Fonterra had to do, what it’s valuer had to do was calculate an enterprise value using WACC and that takes me back to the earlier point I made in reply that in fact he didn’t have to do an enterprise value at all, he didn’t have to use WACC. There are a number of ways of approaching that calculation. Finally actually one more point that I should just deal with is the suggested distinction of His Honour Justice Anderson between inputs that are used in setting the share price and inputs that are used in a calculation. In my submission that distinction isn’t robust in this context. It can’t work for a number of reasons. Perhaps the most significant of which is the language of Regulation

9(1) which talks about the cost of capital rate used in calculating the price, so it is used in a calculation that is being referred to. That calculation has the various stages set out in my appendix 2. You could write it all as one great big equation and then every input would be used. Breaking it up into stages is a completely artificial process done simply for convenience because humans like to do one thing, then another, then another, but all the inputs are used in calculating

Anderson J There is only one rate that’s applied?

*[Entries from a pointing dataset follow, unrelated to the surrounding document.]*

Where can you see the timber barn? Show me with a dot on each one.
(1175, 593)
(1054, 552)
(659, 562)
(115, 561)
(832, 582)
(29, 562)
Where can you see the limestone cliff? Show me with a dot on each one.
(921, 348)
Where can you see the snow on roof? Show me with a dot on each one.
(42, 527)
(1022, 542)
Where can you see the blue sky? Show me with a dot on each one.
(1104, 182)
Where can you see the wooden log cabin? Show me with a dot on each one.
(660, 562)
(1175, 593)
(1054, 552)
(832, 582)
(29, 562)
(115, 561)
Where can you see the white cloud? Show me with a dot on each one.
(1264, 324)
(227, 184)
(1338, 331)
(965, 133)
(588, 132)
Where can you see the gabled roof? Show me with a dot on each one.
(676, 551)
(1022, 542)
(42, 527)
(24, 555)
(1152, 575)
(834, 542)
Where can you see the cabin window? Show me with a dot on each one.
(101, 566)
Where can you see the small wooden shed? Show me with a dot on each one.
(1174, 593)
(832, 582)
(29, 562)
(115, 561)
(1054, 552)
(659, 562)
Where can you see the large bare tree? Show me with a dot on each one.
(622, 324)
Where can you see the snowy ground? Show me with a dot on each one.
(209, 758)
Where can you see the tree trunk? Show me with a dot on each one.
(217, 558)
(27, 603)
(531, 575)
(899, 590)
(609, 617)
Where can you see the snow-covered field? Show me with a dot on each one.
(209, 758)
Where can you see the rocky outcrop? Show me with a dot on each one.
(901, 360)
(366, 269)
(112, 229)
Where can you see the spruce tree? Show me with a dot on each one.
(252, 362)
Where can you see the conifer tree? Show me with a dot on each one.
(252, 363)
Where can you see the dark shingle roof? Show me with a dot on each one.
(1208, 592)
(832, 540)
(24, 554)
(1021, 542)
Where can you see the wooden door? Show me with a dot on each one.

Goddard No Your Honour, they are all applied but with different weightings, so the cost of equity capital rate is applied with a .6 weighting and the cost and the cost of debt with a .4 or whatever it is. They are all applied and that’s really the point of the corrected page 29 that I handed up at the start of today. If you look at the last section there, this is the bit that has changed. I have clarified it to make precisely this point clearer.

McGrath J Sorry, what are you referring to now?

Goddard I’m referring to the single page, replacement page 29 that was attached to my notes, and it’s that last paragraph and what I was trying to show here is that if you look at the process of calculating a share value and you try to run it together you can do it in two ways. The first line is to say well the share value is profits divided by WACC minus debt over the number of shares, so what have you used in calculating the share value, well you’ve used all the inputs that are in there, but you can rewrite that to incorporate previous steps in the equation in the form in the second line. It’s profits over .6 times cost of equity capital plus 4 times cost of debt, minus debt over the number of shares. They’re all used and it’s just a question of how you write it down. It cannot in my submission be the case that what these Regulations refer to depends on how you write your formulae down and whether you write them in separate equations on separate lines or whether you write it out as one equation. Both are equally correct, both are equally appropriate. It just cannot be the case that is what’s used depends on how you write it. Unless the Court has any questions.

Elias CJ No thank you Mr Goddard. Thank you counsel, we’ll take time to consider our decision. Thank you very much for your assistance.